Em primeiro lugar alude ao modelo enquadrando-o na teorização (literatura) que o sustenta, revelando um perfeito domínio sobre a mesma, situação que se atesta através da forma sucinta com que desenvolveu a sua análise crítica ao modelo.
Quanto ao conteúdo, de um maneira geral, concordo com o mesmo, pois conseguiu apanhar as questões essenciais, segundo a minha percepção. Permito-me, porém, destacar/questionar alguns aspectos.
Nos primeiros parágrafos focaliza no modelo enquanto instrumento pedagógico e de melhoria das aprendizagens, evidenciado os aspectos de diagnóstico e de contributo para a planificação do trabalho futuro que a aplicação do modelo deve trazer.
Depois, não ignora alguns dos conceitos implicados no modelo de avaliação teorizando sobre a noção de valor e colocando o enfoque na eficiente utilização da BE enquanto recurso da escola.
Quando no 4º parágrafo se refere à finalidade da avaliação assentando a ênfase nas práticas da BE, sou tentado em concordar, pois a literatura sustenta essa visão, ou seja a de que o modelo pretende apenas avaliar a eficácia e qualidade de serviços.
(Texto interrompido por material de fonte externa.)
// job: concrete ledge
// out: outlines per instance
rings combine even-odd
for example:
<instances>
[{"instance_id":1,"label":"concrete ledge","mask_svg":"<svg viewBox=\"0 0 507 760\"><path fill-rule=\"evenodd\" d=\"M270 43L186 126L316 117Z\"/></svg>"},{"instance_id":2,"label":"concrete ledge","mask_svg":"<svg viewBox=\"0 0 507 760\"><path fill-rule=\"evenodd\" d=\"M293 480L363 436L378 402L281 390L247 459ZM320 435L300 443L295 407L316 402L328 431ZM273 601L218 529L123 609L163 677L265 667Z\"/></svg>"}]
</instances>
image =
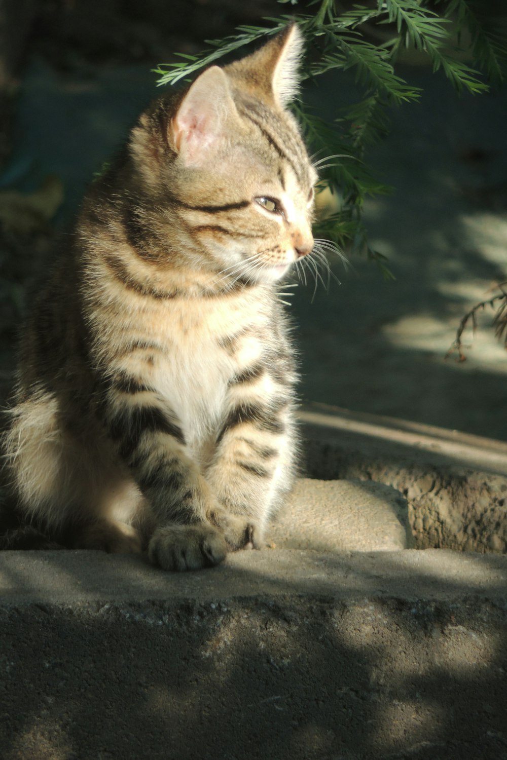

Todavia, tenho para mim que, embora saibamos que os resultados da aplicação deste modelo não têm implicações directas na avaliação das pessoas que trabalha na biblioteca, eles não deixarão de ser colados as esses protagonistas. Por outro lado a aplicação deste modelo pode ser entendida segundo esta perspectiva pelos professores da escola que participam nessa avaliação, situação que pode constituir um constrangimento e ser viciadora dos resultados.
Nos parágrafos em que alude à organização estrutural e funcional, fá-lo com propriedade revelando um bom conhecimento do modelo e destacando o facto de mesmo poder ser adaptado à realidade de cada biblioteca e à necessidade de se envolver toda a escola na aplicação do mesmo. Por outro lado, não deixa de destacar a importância da comunicação com as estruturas de decisão organizativa e pedagógica da escola.
Concordo, ainda, quando evidencia o papel da avaliação enquanto processo de melhoria e não como um fim. Esta perspectiva valida a percepção, com a qual eu comungo, de que a auto-avaliação da BE só se efectivará, sem sobressaltos, e produzirá resultados válidos, quando se institucionalizar de forma sistemática e natural nas práticas diárias da BE.
Rematando, importa referir que no articulado do texto se encontram perfeitamente evidenciados os vários aspectos que o guia orientador da sessão sugere, espelhando, clara e objectivamente a forma como a colega vê e sente a BE, bem como percepciona a aplicação deste modelo de auto-avaliação.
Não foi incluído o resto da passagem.